Yo no. Tal vez por mi incapacidad de hacer muchas cosas al mismo tiempo o de abstraer el goce de entre las obligaciones cotidianas.
Me encantaba fumar, el sabor del tabaco en la boca con el gusto del café hacen una pareja extraordinaria; me gustaba sentir cómo el humo entraba en mí y salía dibujando figuras curiosas en el aire.
Era un placer solitario y un disfrute compartido porque en grupo, el cigarrillo es casi como el mate. Se invita, te tienta, se comparte y reparte.
Nunca fumé de mañana.
El primer cigarrillo era mi postre, después de almorzar.
Terminada la comida, me levantaba y buscaba ahí, en ese rincón de la cocina donde el paquete descansaba siempre.
Un día decidí dejar de fumar, y dejé.
Pero el gesto de levantarme a buscar el cigarrillo al rincón de la cocina, me acompañó durante mucho tiempo.

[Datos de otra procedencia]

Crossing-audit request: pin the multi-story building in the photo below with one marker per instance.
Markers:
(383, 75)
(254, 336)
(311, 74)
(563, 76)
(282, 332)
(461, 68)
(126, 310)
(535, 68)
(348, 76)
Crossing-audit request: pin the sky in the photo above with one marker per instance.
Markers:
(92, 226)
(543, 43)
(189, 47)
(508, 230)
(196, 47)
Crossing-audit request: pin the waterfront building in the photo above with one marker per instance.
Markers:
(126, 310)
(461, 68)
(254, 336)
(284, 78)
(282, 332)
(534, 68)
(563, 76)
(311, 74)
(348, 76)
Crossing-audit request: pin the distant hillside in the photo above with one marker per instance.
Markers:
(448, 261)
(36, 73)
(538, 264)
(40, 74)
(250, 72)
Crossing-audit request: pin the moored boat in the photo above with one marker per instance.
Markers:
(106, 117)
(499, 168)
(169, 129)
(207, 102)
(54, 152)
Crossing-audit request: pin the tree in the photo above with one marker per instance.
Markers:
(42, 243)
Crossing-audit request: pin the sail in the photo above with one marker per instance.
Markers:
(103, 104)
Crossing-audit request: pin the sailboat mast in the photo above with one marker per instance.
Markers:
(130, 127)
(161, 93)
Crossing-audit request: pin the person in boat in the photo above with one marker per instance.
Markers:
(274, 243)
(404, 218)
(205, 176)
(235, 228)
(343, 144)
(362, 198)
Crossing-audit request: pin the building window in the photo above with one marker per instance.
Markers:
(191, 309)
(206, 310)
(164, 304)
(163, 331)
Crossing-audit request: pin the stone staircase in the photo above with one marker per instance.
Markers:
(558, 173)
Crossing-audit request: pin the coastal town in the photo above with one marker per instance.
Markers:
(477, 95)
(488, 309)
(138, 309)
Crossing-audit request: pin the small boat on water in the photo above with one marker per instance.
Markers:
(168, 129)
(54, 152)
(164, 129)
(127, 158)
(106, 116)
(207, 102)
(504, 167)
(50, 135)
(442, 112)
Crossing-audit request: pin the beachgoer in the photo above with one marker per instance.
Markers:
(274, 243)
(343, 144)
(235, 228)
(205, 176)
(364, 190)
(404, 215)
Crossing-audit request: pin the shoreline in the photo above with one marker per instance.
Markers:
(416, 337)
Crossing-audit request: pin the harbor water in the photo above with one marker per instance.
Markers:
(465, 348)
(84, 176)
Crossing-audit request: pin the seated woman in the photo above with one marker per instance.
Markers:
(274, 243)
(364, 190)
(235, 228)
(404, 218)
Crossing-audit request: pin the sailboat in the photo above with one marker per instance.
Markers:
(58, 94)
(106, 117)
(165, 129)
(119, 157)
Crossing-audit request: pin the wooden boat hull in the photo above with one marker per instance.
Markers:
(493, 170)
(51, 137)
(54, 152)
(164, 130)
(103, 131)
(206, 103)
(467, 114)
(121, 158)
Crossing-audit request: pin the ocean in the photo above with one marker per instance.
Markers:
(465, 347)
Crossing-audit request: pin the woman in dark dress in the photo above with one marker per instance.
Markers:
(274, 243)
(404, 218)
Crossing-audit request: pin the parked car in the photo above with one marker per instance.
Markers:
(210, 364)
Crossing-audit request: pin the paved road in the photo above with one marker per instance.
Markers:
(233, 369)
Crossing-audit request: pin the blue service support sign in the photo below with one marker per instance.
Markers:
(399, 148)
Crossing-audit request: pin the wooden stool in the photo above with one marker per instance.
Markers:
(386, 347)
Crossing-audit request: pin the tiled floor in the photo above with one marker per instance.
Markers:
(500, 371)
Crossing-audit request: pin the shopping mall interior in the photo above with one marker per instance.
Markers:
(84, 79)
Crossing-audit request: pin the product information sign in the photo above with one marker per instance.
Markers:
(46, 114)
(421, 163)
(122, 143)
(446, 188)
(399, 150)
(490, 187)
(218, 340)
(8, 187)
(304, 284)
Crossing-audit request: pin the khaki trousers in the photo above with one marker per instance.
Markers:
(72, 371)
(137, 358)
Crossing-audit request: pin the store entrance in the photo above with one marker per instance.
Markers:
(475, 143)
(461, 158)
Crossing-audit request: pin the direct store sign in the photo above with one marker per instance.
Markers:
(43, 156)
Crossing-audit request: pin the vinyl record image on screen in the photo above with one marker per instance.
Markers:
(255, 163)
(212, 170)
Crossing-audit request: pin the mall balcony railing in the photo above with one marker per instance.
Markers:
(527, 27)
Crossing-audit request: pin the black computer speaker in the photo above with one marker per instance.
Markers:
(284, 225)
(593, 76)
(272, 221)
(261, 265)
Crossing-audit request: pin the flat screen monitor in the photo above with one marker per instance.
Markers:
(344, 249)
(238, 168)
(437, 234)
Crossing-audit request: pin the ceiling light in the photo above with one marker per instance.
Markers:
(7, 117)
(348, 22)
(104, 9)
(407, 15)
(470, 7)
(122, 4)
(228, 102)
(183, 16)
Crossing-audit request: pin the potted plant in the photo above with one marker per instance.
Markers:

Como cuando murió B. y sin pensar-pensaba comprarle palabras cruzadas.
Creo que los gestos aprendidos tardan más en irse. Las presencias quedan en los gestos.
Por eso tuve cuidado de no pisarla cuando bajé de la cama esta mañana.
··º··
¿Serás, amor, / un largo adiós que no se acaba?/ Vivir, desde el principio, es separarse.